There may be cultural, ethnic or religious reasons to desire a hymenal repair. A history of sexual abuse may also warrant a hymenal repair as part of restoring a woman from her physical and psychological trauma.
Labiaplasty
Many women experience discomfort because of excessive flaps of the labia minora that protrude way beyond the labia majora. This results in great discomfort and sometimes, outright pain, when the flaps get caught in tight fitting clothes, or napkins when they have their menses or even during intercourse.
A reduction labiaplasty can address the problem and restore the confidence of the woman. Surprisingly, in my practice, majority of those seeking this remedy are virgins who are suffering from the discomfort or are embarrassed about the inequality of the left and right labia. Some women express they prefer their labia minora to be hidden by the labia majora.
Labial Tightening
Just like the face, the skin of the labia majora sags and wrinkles after repeated childbirth and especially after menopause, when the collagen deposition decreases with the drop in estrogen. This can affect a woman’s confidence during moments of intimacy. Laser treatments can actually effect a “facelift” to tighten the skin, adressing the layer where the skin and fat meet. As heat increases, the deep collagen in the skin begins to contract, causing a tightening effect with nearly no pain and no downtime for the patient. This results in a visibly improved appearance even after the first treatment.

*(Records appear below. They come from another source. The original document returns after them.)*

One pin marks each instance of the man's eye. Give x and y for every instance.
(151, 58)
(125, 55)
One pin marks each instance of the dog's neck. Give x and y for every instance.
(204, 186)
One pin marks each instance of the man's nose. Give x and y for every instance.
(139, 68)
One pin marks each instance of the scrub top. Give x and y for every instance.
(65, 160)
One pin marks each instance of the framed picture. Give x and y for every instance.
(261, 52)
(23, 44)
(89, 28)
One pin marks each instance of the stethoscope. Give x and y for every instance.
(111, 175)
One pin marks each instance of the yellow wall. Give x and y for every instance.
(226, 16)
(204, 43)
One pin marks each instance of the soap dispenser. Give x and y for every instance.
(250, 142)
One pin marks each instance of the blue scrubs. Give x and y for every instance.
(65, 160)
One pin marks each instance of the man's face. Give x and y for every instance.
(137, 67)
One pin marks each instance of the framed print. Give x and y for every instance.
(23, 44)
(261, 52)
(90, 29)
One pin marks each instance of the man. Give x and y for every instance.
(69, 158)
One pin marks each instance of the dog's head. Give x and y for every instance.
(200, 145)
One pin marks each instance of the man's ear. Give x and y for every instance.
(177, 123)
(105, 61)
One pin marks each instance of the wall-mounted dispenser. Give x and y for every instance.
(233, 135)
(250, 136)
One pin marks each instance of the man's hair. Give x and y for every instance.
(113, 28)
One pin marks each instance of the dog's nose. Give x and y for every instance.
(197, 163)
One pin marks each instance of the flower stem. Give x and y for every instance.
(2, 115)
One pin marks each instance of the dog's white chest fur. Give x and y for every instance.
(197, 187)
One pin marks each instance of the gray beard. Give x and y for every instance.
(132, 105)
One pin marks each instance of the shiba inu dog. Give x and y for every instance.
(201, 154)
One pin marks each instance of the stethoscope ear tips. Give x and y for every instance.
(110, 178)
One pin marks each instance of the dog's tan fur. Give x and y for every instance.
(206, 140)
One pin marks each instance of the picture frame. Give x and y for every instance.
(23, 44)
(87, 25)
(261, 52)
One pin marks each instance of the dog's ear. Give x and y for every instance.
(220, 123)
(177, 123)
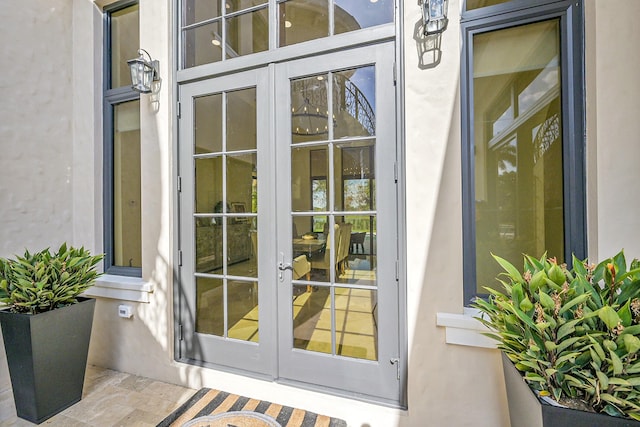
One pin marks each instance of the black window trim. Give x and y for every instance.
(506, 15)
(111, 98)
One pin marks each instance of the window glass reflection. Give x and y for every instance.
(248, 33)
(350, 15)
(518, 146)
(303, 20)
(354, 102)
(208, 124)
(127, 231)
(125, 29)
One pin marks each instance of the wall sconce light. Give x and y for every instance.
(144, 73)
(434, 16)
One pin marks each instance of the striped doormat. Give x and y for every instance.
(208, 401)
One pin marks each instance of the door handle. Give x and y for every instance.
(283, 266)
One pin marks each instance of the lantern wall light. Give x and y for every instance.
(144, 72)
(434, 16)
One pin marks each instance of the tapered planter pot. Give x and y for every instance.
(47, 357)
(526, 410)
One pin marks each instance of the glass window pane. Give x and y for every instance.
(126, 185)
(354, 102)
(303, 20)
(309, 109)
(237, 5)
(350, 15)
(194, 11)
(354, 178)
(248, 33)
(203, 44)
(309, 171)
(518, 146)
(208, 124)
(209, 256)
(241, 170)
(242, 303)
(208, 174)
(358, 265)
(312, 318)
(125, 40)
(357, 323)
(241, 120)
(210, 306)
(309, 248)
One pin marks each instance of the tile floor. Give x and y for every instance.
(110, 398)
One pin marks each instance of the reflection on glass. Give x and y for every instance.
(309, 109)
(248, 33)
(210, 306)
(312, 318)
(239, 248)
(303, 20)
(241, 120)
(355, 331)
(356, 323)
(309, 248)
(127, 231)
(194, 11)
(319, 172)
(208, 174)
(354, 178)
(208, 124)
(240, 176)
(518, 146)
(354, 102)
(237, 5)
(309, 168)
(242, 310)
(125, 39)
(476, 4)
(203, 44)
(350, 15)
(209, 256)
(358, 267)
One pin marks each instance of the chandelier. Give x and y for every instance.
(311, 117)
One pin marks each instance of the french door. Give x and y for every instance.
(288, 223)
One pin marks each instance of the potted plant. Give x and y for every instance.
(573, 336)
(46, 327)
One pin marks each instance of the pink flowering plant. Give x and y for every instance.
(574, 334)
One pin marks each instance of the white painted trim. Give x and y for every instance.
(465, 329)
(121, 288)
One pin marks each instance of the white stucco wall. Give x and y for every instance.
(36, 116)
(50, 190)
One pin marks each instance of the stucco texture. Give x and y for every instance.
(50, 191)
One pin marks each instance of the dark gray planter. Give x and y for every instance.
(47, 357)
(526, 410)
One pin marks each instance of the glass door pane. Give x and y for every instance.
(222, 143)
(518, 146)
(342, 291)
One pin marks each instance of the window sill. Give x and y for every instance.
(464, 329)
(121, 288)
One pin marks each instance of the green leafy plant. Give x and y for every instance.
(42, 281)
(573, 334)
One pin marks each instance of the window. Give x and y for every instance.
(211, 33)
(523, 160)
(122, 218)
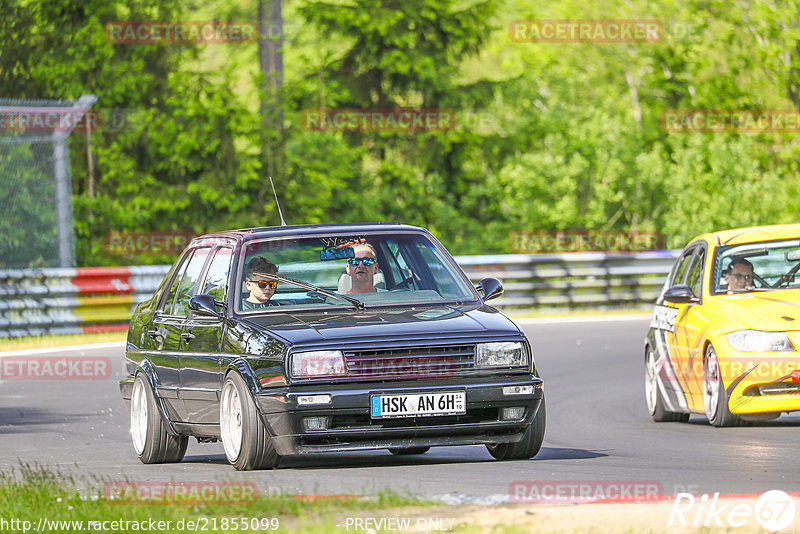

Patient Testimony from Rocel Villegas
“A BEAUTIFUL GOOD DOCTOR with A BEAUTIFUL HEART” I am Rocel Villegas, 46 years old and a mother of 2. I have been a patient of Dra.Rebecca Singson since 1998 due to my polypses and I have known her as the best OB Gyne and beautiful doctor who is always very accomodating and treated all her patients with love and kindness. For the past few years, I had been gaining weight, experienced constant vomitting and abdominal cramps during menstruation. In December 2017, I was diagnosed with having multiple myomas, 2 of them measured 8.5 x 7.5 cm. I talked to Dra. Singson with all sincerity and honesty that our family is experiencing financial difficulty for four years now because my husband lost his business and my 11 year old daughter is under medication and counselling due to depression. Dra. Singson told me to find a way to pay for the hospital and other expenses for the surgery but not to worry about her professional fee. Her compassion and generosity touched my heart and brought tears to my eyes. On March 27, 2018, the surgical procedure I needed was successfully done by Dra. Singson at Saint Luke’s Global City and I am now on my way to full recovery. Dra. Rebecca Singson is Godsend and I am very fortunate to have her as my doctor. Our family will always be very grateful to her and will never forget her genuine kindness and generosity.